Transcript is up now.
http://www.msnbc.msn.com/id/19850919/CARLSON: I am honored to have you. I have never interviewed you before, though I‘ve often wanted to.
I‘m not sucking up when I say your book is tremendous, better even than I thought it would be.
On page 10, I am stopped in my tracks by this quote, which I didn‘t know this. You‘re talking about Valerie Plame, Valerie Wilson, Joe Wilson‘s wife, and you said this, quote: “I learned much later that Mrs. Wilson had been outed years earlier by the traitor and Soviet agent Aldrich Ames, which had ended her career as a covert agent long before I wrote about her.”
That—I don‘t know if that‘s publicly known. I‘ve just asked the people in the studio if they knew. They didn‘t. Are you the first to report that? How do you know that?
NOVAK: I was told that by CIA people, and had three or four sources on that. I have—I have—it‘s almost common knowledge in the intelligence community.
CARLSON: Huh. So, all the talk, you are saying, about the outing of Valerie Plame hurting American national security is not true, it had already been hurt?

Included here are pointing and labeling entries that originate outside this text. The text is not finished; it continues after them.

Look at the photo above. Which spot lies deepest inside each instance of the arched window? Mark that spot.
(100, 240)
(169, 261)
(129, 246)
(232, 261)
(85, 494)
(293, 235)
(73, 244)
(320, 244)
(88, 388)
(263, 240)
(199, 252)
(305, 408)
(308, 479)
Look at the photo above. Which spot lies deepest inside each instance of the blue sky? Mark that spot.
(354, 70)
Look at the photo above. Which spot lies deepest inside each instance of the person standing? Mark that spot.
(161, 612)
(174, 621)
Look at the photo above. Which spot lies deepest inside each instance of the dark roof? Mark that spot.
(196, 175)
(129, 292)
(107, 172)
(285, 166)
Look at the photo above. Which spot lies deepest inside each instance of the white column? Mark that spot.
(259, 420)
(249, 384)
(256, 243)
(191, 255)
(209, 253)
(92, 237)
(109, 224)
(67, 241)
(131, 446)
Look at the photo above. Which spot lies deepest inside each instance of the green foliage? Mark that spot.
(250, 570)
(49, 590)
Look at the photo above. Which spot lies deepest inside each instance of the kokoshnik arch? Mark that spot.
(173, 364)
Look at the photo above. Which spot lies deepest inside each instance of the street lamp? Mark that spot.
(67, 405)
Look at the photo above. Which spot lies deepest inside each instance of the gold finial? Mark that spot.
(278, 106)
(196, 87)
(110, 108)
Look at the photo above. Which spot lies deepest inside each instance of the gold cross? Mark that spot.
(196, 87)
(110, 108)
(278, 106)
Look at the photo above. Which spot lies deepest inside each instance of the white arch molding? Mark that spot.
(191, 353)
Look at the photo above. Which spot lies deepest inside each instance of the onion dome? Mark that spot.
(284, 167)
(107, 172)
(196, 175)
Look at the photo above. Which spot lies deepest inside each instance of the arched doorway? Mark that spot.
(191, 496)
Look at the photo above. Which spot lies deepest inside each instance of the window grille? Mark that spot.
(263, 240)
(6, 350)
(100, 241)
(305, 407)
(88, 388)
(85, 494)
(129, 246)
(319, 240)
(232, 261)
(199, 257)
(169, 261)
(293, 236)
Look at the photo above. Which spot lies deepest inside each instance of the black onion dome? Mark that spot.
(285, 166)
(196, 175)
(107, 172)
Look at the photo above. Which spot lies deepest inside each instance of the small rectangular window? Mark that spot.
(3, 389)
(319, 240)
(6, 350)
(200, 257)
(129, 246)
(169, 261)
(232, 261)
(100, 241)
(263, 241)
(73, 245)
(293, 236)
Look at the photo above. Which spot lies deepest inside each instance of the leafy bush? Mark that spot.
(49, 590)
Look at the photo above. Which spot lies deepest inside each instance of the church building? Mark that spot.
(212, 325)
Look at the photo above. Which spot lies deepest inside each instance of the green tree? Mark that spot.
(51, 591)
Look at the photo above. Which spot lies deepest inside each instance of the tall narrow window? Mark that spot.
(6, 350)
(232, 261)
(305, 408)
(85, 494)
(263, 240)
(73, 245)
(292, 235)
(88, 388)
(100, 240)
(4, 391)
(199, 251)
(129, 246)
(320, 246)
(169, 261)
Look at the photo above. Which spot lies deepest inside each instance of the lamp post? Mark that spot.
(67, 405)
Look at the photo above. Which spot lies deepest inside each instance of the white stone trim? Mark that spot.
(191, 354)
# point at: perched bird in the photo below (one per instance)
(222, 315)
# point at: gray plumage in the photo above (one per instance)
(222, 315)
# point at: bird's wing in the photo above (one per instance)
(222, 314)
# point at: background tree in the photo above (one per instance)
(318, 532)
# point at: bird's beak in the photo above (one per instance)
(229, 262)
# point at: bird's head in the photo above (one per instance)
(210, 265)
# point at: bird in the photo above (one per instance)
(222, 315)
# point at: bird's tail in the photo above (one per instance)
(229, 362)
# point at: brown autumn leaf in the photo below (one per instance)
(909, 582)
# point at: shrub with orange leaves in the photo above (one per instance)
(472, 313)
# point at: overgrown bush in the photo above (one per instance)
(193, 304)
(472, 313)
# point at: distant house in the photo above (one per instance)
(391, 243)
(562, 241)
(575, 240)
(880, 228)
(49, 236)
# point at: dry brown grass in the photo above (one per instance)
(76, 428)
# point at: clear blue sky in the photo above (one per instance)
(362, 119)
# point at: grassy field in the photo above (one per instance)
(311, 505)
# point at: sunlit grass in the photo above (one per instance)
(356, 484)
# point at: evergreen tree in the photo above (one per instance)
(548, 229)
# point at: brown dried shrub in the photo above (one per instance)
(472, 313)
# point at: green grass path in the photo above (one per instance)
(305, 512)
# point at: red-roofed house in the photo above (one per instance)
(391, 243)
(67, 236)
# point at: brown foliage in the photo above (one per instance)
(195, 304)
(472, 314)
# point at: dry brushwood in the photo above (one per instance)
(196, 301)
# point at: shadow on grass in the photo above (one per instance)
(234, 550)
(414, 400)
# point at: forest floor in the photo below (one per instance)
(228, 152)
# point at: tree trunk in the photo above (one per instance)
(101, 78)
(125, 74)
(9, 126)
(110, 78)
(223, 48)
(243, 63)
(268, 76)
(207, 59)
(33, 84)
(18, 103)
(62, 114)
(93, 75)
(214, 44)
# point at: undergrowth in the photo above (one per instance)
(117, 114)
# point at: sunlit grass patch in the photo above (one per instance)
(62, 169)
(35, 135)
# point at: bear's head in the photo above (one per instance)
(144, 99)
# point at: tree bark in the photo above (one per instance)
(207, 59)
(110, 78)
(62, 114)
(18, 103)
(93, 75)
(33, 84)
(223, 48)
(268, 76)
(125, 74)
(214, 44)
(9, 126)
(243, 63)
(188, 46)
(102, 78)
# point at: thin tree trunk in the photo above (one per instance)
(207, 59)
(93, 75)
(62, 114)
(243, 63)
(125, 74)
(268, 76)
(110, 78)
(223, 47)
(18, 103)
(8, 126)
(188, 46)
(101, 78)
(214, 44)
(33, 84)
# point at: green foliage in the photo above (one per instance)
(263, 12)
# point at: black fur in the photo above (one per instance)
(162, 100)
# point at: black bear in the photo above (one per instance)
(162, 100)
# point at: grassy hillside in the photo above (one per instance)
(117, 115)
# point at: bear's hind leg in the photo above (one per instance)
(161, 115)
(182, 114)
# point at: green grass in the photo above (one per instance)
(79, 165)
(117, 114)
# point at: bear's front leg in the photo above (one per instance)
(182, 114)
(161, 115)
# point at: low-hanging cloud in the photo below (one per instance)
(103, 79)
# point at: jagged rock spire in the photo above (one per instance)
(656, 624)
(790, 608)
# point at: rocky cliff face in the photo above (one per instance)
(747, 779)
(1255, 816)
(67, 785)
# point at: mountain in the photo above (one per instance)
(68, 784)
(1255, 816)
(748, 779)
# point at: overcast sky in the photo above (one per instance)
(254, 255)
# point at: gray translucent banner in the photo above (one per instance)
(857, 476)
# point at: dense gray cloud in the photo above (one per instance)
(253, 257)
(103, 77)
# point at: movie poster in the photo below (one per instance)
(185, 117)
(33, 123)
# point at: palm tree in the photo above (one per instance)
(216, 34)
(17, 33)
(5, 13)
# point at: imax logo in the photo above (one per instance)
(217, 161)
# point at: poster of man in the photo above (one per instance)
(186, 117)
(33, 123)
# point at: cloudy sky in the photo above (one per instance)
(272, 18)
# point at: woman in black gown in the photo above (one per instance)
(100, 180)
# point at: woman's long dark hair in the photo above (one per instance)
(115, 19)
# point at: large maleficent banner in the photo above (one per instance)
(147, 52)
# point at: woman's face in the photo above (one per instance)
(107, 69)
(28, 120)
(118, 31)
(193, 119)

NOVAK: I think it‘s all utter nonsense. And all this stuff coming out of the agency—I have never trusted the people in the CIA, and I trust them even less after this incident. Of course, the fact that she, that Mrs. Wilson worked for the CIA had never appeared in public print until I wrote it in my column. So that‘s—if you want to say that—
Aldrich Ames was not a columnist; he was a traitor, and he passed the word to the Soviets.
snip--
Something else interesting that Novak says:
NOVAK: President Bush is the third Bush I covered. I covered his grandfather, for goodness sakes, who was a very liberal Republican, Senator Prescott Bush of Connecticut. And each generation they have gotten a little more conservative. And George W. is the most conservative, but he‘s not a real conservative. He really does believe in big government. He believes in things like the special entitlement for prescription drugs, No Child Left Behind. He likes that sort of thing, and he was never really into reducing the size of the government.
So I think that it was natural that he succumbed to the Woodrow Wilson doctrine of using American power and might to spread democracy around the world, which is never a good idea.
snip--
I wonder what he wrote about Prescott?